End of the third 70-68 utah.
Deron Williams is just shooting the threes like crazy!
good game for jaric so far.


----------



## AK-47 (Jul 7, 2005)

deron williams is 70% from the 3 pointer since feb. 22 I think he has shot like 30 threes since then.

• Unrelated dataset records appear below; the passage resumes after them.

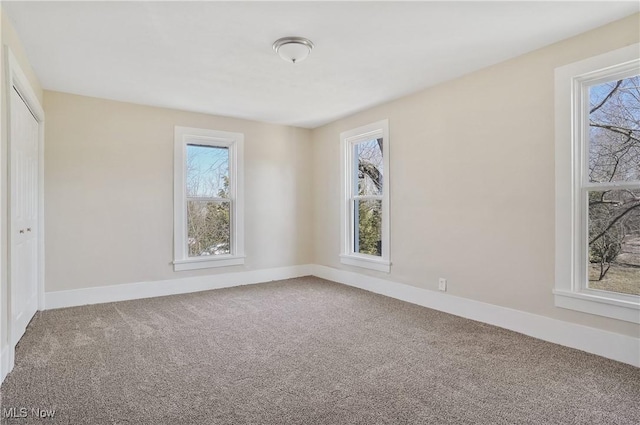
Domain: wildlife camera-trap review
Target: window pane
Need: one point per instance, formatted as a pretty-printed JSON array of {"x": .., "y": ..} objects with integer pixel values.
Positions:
[
  {"x": 368, "y": 166},
  {"x": 614, "y": 241},
  {"x": 614, "y": 131},
  {"x": 207, "y": 172},
  {"x": 208, "y": 228},
  {"x": 368, "y": 226}
]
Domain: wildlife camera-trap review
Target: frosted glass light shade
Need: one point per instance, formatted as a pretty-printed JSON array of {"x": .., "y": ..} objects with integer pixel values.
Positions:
[{"x": 293, "y": 49}]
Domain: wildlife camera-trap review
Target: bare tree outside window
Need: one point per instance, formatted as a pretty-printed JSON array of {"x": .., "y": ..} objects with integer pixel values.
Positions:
[
  {"x": 208, "y": 202},
  {"x": 614, "y": 157},
  {"x": 368, "y": 203}
]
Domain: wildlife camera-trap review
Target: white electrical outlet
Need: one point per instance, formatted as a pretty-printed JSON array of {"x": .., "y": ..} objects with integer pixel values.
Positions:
[{"x": 442, "y": 284}]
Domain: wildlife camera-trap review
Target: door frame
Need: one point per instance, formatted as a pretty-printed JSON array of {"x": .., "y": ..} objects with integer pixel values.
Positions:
[{"x": 15, "y": 77}]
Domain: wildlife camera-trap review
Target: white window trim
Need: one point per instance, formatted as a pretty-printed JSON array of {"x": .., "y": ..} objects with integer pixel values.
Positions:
[
  {"x": 347, "y": 140},
  {"x": 235, "y": 143},
  {"x": 571, "y": 83}
]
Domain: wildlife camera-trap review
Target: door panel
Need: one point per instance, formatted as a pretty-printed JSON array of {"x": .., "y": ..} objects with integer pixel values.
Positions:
[{"x": 24, "y": 215}]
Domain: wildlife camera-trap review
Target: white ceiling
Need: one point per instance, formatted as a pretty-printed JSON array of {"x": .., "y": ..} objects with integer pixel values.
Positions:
[{"x": 216, "y": 57}]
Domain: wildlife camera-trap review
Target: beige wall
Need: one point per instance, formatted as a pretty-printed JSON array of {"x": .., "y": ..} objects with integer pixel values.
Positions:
[
  {"x": 8, "y": 39},
  {"x": 109, "y": 192},
  {"x": 472, "y": 181}
]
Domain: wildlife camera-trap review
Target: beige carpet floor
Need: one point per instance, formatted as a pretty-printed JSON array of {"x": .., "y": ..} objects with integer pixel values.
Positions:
[{"x": 301, "y": 351}]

So that is 70% from 30 or so 3's.


----------



## moss_is_1 (Jun 14, 2004)

Why does Ricky have only 6 shots!?!


----------



## Cyberwolf (May 15, 2003)

Do we really have a lineup in the game of KG, Jaric, McCants, Davis, AND Hassell?

Hmmm, four guard lineup. 

Edit: On the other hand, they all have more rebounds than Blount so maybe Casey is on to something.

SWEEP HARDER!!!!


----------



## the main event (Aug 22, 2005)

we need a clutch player!!!


----------



## the main event (Aug 22, 2005)

who will it be?~?!?!


----------



## moss_is_1 (Jun 14, 2004)

KG hit a big shot, but so did Boozer.


----------



## moss_is_1 (Jun 14, 2004)

****...


----------



## moss_is_1 (Jun 14, 2004)

Ricky hits the 3 this time, still got a chance.


----------



## moss_is_1 (Jun 14, 2004)

Damn!


----------



## AK-47 (Jul 7, 2005)

wow, big game for the jazz's rookie and ak... ak had 15 points, 11 rebounds, 8 assists, 8 blocks.


----------



## the main event (Aug 22, 2005)

i did not understand that last possesion...****ing **** ...ohh what the hell KG is tied with howard.


----------



## moss_is_1 (Jun 14, 2004)

the main event said:


> i did not understand that last possesion...****ing **** ...ohh what the hell KG is tied with howard.



What was the last possesion I wasn't watching on TV?


----------



## the main event (Aug 22, 2005)

when Hassel rebounded the last miss by Williams with 5 seconds on the clock and ran to shoot a mid-range jumper.


----------



## AK-47 (Jul 7, 2005)

did you guys have a timeout remaining?


----------



## endora60 (Jan 5, 2006)

Good game...When Kirilenko gets himself going, though, he's tough to deal with. 

Laurie


----------



## the main event (Aug 22, 2005)

AK-47 said:


> did you guys have a timeout remaining?


No.


----------



## Avalanche (Nov 17, 2005)

gotta stop losin the close ones ....


----------



## Rednecksbasketball (Dec 18, 2003)

Great game. and the reason Hassell drove the ball and took the shot is the Jazz got back on Defense after the missed shot. so had he passed it it would have been a bad pass.


----------



## abwowang (Mar 7, 2006)

yea he could have at least thrown up a 3 instead of a 2..

that pissed me off..

man deron williams came to play.. hes avging like 2.5 threes last 6 games..


----------